Not strongly, the welfare state is not shrinking.
All over the world countries are privatizing state-owned enterprises and
selling them off.

We tend to think of New Zealand as a super-socialist state, but they
hired some American economists and completely privatized their electric system.
Criticism of the welfare state is happening all over the
world. England has done something
about reducing the size of the welfare state by reducing the transfer called aid
to the poor. Aid to the poor is something we have always had.
Leibergot studied the period from the 1830s to 1960, found
the people on relief got about the same share of the average income during this
period. As we became wealthier, we
raised the aid to the poor. It was
however, more difficult to get on relief in those days than now.
The administrators were good at sizing up an applicant’s prospects for
getting a job. The share to the
poor is not much different from before, just done differently.
Having it done locally was distinctly better.

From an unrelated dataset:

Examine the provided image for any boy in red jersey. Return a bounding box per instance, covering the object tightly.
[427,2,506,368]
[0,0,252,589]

These changes seem to turn on the change in the intellectual climate of
opinion. I have to say I don’t
know why. There is, of course, the
fall of Russia and an another event which may be very important is the
death of Mao Tse Tung.
Mao is outstanding for the number of people he killed.
As a percentage of population, Cambodia had more deaths, but they were a
much smaller country.
If they had killed every person in Cambodia, Mao would still
have won.

Mao died and was replaced by a man who said “all cats catch mice
regardless of their color.” He
began moving China toward an open economy.
The climate of opinion has changed, but there have been few changes about
how we do things. On my recent
visit to China I found conditions much better than when I was there some fifty
years ago. India which for many
years was under the control of the Congress Party was a very interventionist
state. It was not a socialist
state, but had a large number of regulations that made it impossible for them to
develop. That is still true, but
the new government is more favorable toward open markets.

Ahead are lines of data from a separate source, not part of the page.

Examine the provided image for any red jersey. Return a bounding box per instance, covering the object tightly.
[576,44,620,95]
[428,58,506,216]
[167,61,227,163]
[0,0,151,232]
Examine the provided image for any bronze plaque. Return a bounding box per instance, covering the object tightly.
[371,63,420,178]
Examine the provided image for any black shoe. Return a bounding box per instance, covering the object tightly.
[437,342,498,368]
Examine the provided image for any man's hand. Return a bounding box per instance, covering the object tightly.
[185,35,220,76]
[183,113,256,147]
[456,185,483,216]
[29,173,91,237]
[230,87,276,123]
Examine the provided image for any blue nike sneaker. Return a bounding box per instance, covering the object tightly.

In the United States the climate of opinion has changed, but there has
not been very much change in the
way we do things. The social
security system is actually becoming worse.
Unlike England, the United States does not have much in the way of state
owned industry. The US Postal
Service is probably the largest industry run by the government, but under
competition from private delivery companies, this is slipping away.
The Tennessee Valley Authority still exists and the military arsenals are
owned by the government, but run often run privately.
We are not cutting back on government expenditure very much.
Cutting back is very difficult because we are prisoners to Prince Bismark.
Most of the payments by government are to social security
programs.

The total weight of Prince Bismarck’s work has now become so heavy that
many countries are having fiscal difficulties.
Radical changes are at least freely discussed and in England they have
even been implemented on a small-scale. All
this deals with the real world and not intellectuals.
Since about 1890 or the fall of Russia the free market has been getting a
much better treatment from intellectuals than before.
You find people saying that democracy is a good form government because
it leads to open markets and low tariffs. I’ve
only seen this argument a few times, but before 1990 not at all.
It is of course a false argument since
democracies expanded government and now seem unable to do much about
reducing it.
It is true that tariffs have fallen although it can be argued
that this is in spite of rather than because of democracy.

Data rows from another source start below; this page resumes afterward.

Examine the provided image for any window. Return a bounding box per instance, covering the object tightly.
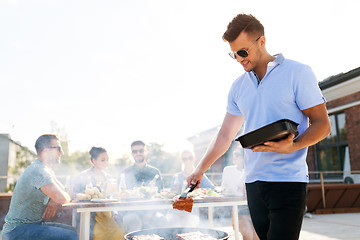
[315,112,347,179]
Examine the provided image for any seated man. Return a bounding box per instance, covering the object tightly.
[122,140,163,191]
[120,140,165,232]
[2,134,78,240]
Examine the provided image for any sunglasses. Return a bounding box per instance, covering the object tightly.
[132,149,144,154]
[47,146,62,152]
[228,36,261,59]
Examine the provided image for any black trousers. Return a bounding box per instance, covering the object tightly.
[246,181,307,240]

But to offer an explanation which the non-economists here may not like,
I suspect the fact that almost all economics classes in United States and Europe
have argued for lower tariffs almost since Ricardo may be the reason for the
fall. Altogether in my opinion
these are great improvements in intellectual currents since 1990.

I hope these improvements will continue but I don’t think we should rely
on this hope. It requires hard work
in the heels of intellectual controversy and the Philadelphia society of courses
is a leader in bringing out these questions.